Laura is a consultant in local food systems and local food economies. Together with co-found Marina Jolly, they are working towards creating a cooperative of food system consultants in order to centralize information and clearly identify the barriers faced by emerging food system entrepreneurs.
Both Laura and Marina are working on a number of contracts related to urban food systems, food access, and building direct market relationships with urban buyers. By working directly with local entrepreneurs in Montreal, and following the evolution of ventures across Canada, they are learning more about their work and developing different approaches.
Laura has a background in community and international development. She worked in agricultural projects in West Africa and Central America which led her to become interested in food systems and the challenges food producers are facing in Canada and around the world.
The conversation around the future of farming is shifting from larger scale industrial farming to small scale sustainable farming, which is positive.

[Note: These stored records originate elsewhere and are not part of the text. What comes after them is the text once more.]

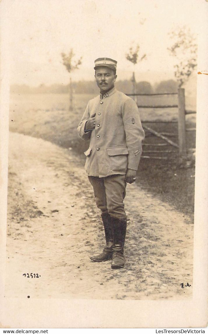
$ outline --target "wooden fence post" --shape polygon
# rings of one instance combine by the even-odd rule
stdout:
[[[186,159],[186,112],[185,90],[179,88],[178,91],[178,143],[179,162],[183,162]]]

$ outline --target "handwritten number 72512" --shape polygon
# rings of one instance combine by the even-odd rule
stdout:
[[[38,275],[38,274],[33,274],[32,273],[31,273],[30,275],[28,273],[27,274],[23,274],[22,276],[27,278],[39,278],[40,277],[40,275]]]

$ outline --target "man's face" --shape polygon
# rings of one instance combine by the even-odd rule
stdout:
[[[100,66],[95,70],[95,78],[97,85],[101,93],[106,93],[114,87],[117,77],[113,69],[105,66]]]

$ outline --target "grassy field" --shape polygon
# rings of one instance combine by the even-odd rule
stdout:
[[[81,153],[80,157],[83,164],[84,158],[82,153],[88,148],[88,143],[78,138],[76,129],[87,102],[93,97],[89,94],[75,95],[74,111],[70,112],[69,98],[66,94],[11,95],[10,130],[70,148],[76,153]],[[163,97],[162,99],[161,97],[141,97],[139,99],[138,104],[142,105],[177,103],[177,97],[173,96]],[[192,101],[191,98],[187,99],[186,102],[187,109],[195,110],[195,101]],[[140,112],[143,121],[177,119],[176,108],[143,108]],[[187,122],[188,127],[195,127],[195,115],[187,117]],[[177,124],[150,123],[148,125],[158,132],[175,134],[170,138],[177,142]],[[157,141],[149,133],[146,132],[146,134],[145,143],[154,143]],[[195,132],[188,133],[188,148],[194,147],[195,141]],[[144,151],[147,150],[147,147],[144,146]],[[143,155],[146,155],[144,152]],[[161,153],[161,156],[163,155],[164,156],[164,154]],[[181,168],[178,163],[177,152],[169,154],[166,156],[168,156],[167,160],[142,158],[138,171],[138,183],[150,192],[157,194],[163,200],[173,205],[193,218],[195,174],[193,162],[191,162],[189,168]]]

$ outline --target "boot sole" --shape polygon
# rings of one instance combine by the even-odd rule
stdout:
[[[122,268],[123,268],[124,267],[124,265],[123,266],[118,265],[113,265],[111,266],[111,268],[112,269],[121,269]]]
[[[111,260],[111,258],[109,258],[109,259],[106,259],[105,260],[96,260],[95,259],[93,259],[92,258],[90,258],[90,257],[89,258],[90,260],[93,261],[93,262],[103,262],[105,261],[108,261],[108,260]]]

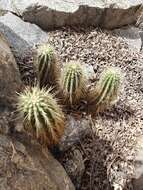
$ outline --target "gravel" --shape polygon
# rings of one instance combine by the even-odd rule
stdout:
[[[143,133],[143,52],[130,52],[120,37],[95,28],[63,28],[48,35],[63,65],[78,59],[93,67],[89,88],[104,68],[122,70],[124,90],[119,102],[92,117],[91,135],[78,146],[85,161],[80,190],[130,189],[126,184],[134,172],[136,137]]]

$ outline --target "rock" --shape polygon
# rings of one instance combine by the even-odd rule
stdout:
[[[143,190],[143,136],[137,140],[133,187],[134,190]]]
[[[0,0],[0,7],[45,30],[93,25],[117,28],[136,22],[142,0]]]
[[[0,34],[0,112],[12,107],[16,101],[16,92],[20,89],[19,70],[8,42]]]
[[[134,26],[114,30],[114,33],[122,37],[133,51],[140,52],[142,47],[141,30]]]
[[[2,190],[75,190],[50,152],[22,134],[0,135],[0,168]]]
[[[0,17],[0,32],[6,36],[16,57],[24,57],[34,45],[48,40],[47,33],[38,26],[24,22],[12,13]]]
[[[82,153],[76,146],[67,151],[62,158],[62,165],[70,176],[76,189],[80,189],[81,180],[85,171],[84,159]]]
[[[16,92],[20,91],[21,86],[19,70],[9,44],[0,34],[0,133],[8,133],[10,130]]]

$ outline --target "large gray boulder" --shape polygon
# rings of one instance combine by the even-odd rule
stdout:
[[[11,130],[15,127],[11,114],[20,90],[14,56],[0,34],[0,189],[75,190],[64,168],[47,149]]]
[[[142,3],[142,0],[0,0],[0,8],[45,30],[66,25],[111,29],[136,22],[136,12]]]
[[[0,135],[1,190],[75,190],[48,150],[27,136]]]
[[[16,101],[16,92],[20,89],[19,70],[8,42],[0,33],[0,111],[12,107]]]
[[[9,12],[0,17],[0,32],[5,35],[18,57],[24,57],[34,45],[48,40],[47,33],[38,26],[24,22]]]

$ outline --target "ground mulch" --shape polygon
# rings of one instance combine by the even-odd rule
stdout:
[[[48,35],[63,64],[78,59],[93,67],[89,88],[104,68],[122,70],[124,88],[117,105],[92,117],[91,134],[78,146],[85,160],[79,189],[130,189],[125,184],[134,172],[136,137],[143,133],[143,52],[130,51],[120,37],[100,29],[63,28]]]

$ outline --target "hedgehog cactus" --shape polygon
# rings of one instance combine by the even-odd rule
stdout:
[[[36,70],[40,87],[55,85],[59,77],[59,67],[54,49],[48,44],[37,49]]]
[[[116,103],[121,79],[121,72],[117,68],[109,68],[103,72],[91,98],[91,103],[95,105],[97,111],[102,111]]]
[[[66,64],[61,73],[60,87],[64,98],[70,105],[78,103],[85,94],[86,76],[79,62]]]
[[[18,109],[24,129],[42,144],[54,145],[64,132],[64,115],[49,90],[33,87],[19,95]]]

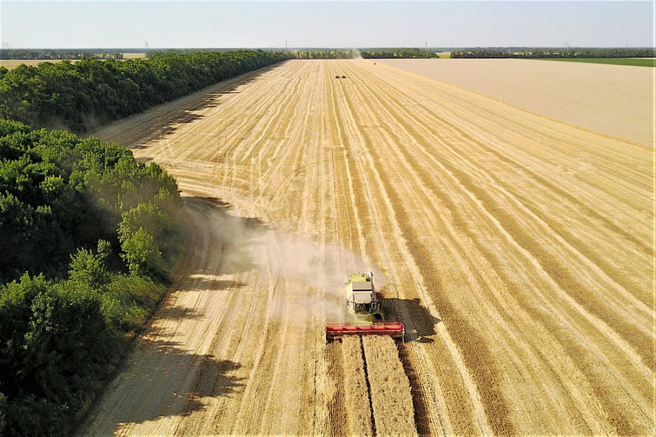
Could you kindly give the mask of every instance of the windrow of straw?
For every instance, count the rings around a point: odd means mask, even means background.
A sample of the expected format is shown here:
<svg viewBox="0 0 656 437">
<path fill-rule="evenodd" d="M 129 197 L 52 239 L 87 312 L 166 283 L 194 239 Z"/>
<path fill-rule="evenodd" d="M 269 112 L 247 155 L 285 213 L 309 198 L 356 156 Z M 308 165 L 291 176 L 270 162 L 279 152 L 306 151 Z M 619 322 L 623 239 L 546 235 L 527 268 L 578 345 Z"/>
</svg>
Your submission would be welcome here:
<svg viewBox="0 0 656 437">
<path fill-rule="evenodd" d="M 360 338 L 346 335 L 342 339 L 344 353 L 344 398 L 348 411 L 348 426 L 352 436 L 373 436 L 371 409 Z"/>
<path fill-rule="evenodd" d="M 379 436 L 416 436 L 410 383 L 394 340 L 384 335 L 362 337 Z"/>
</svg>

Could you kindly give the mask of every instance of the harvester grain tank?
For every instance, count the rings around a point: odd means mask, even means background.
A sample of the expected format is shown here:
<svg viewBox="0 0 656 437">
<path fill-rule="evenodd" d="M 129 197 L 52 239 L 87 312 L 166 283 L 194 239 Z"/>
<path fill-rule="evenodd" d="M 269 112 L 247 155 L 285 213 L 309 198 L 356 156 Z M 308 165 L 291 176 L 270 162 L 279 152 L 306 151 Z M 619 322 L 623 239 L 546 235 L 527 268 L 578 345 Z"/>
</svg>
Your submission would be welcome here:
<svg viewBox="0 0 656 437">
<path fill-rule="evenodd" d="M 326 341 L 344 335 L 390 335 L 403 339 L 403 324 L 400 322 L 385 322 L 382 302 L 373 285 L 373 274 L 352 274 L 346 283 L 346 318 L 343 323 L 327 323 Z"/>
</svg>

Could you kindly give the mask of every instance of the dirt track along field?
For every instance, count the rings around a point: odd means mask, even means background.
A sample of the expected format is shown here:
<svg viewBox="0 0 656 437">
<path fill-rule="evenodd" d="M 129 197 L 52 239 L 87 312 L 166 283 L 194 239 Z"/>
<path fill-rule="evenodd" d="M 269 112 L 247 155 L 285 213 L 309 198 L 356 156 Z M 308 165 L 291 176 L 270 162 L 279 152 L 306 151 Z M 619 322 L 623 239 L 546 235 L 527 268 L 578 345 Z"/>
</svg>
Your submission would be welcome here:
<svg viewBox="0 0 656 437">
<path fill-rule="evenodd" d="M 81 434 L 380 431 L 394 400 L 373 392 L 394 392 L 349 367 L 371 341 L 323 333 L 369 270 L 405 324 L 381 353 L 419 434 L 654 429 L 651 147 L 363 60 L 288 61 L 97 135 L 177 178 L 190 244 Z"/>
</svg>

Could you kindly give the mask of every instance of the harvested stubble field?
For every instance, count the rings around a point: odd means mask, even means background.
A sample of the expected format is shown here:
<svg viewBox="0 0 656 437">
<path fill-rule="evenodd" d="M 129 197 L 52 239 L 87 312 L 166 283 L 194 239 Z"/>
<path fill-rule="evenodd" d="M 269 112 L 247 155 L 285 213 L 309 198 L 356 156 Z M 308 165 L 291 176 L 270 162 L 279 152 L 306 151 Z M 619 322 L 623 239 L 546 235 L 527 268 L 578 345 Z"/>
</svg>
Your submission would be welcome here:
<svg viewBox="0 0 656 437">
<path fill-rule="evenodd" d="M 189 244 L 81 434 L 651 434 L 653 150 L 552 118 L 299 60 L 98 132 L 176 176 Z M 370 267 L 407 343 L 324 344 Z"/>
</svg>

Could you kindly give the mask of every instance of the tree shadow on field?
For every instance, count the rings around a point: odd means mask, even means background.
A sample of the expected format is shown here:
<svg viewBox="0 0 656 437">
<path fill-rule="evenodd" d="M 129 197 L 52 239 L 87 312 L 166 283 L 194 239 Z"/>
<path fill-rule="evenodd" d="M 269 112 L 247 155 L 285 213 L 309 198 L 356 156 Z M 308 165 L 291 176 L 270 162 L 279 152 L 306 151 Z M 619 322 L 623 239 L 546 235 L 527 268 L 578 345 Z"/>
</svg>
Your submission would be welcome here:
<svg viewBox="0 0 656 437">
<path fill-rule="evenodd" d="M 384 291 L 382 292 L 384 295 Z M 430 314 L 419 299 L 383 298 L 386 322 L 403 322 L 405 329 L 404 341 L 430 343 L 435 335 L 435 325 L 442 320 Z"/>
<path fill-rule="evenodd" d="M 222 96 L 239 94 L 237 87 L 258 80 L 263 73 L 279 66 L 279 64 L 274 64 L 245 73 L 148 110 L 143 114 L 151 113 L 152 117 L 142 124 L 139 137 L 129 148 L 147 148 L 153 142 L 173 135 L 182 125 L 203 118 L 205 115 L 199 114 L 203 110 L 221 104 Z"/>
<path fill-rule="evenodd" d="M 208 398 L 231 397 L 243 390 L 245 378 L 236 375 L 242 367 L 239 363 L 190 354 L 184 344 L 160 337 L 166 335 L 152 339 L 147 335 L 137 341 L 137 353 L 117 372 L 105 394 L 107 399 L 98 402 L 76 435 L 88 434 L 99 414 L 105 423 L 109 421 L 110 434 L 115 435 L 130 424 L 203 411 Z"/>
</svg>

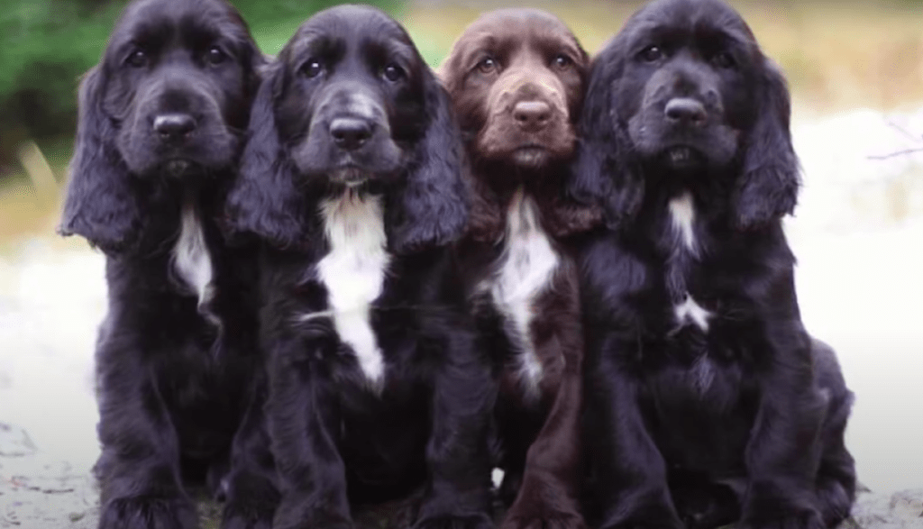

However, many of the current paths to market do not favour small scale farmers, notably those in more rural and remote areas who have to deal with a significant logistics and distribution challenges.
Upon her return, she was working in communications and taking course in food security. Laura enrolled in the CED program at SFU to try to better connect the dots between sustainable regional food systems and thriving local food economies.
Community economic development is about re-localizing economies. Communication can help to create positive celebratory language around things that are happening, instead of talking about what is not happening and how much trouble everyone is in.
Together they created an event series called “Talk with Your Mouth Full,” a collaborative project promoting the people bringing good food to the table. There are a lot of people working behind the scenes to build a stronger more resilient local food system. This includes chefs, foodtrepeneurs, farmers and consumers. Without engaging the public in the good work they are doing, they will struggle to really take the movement to the next level.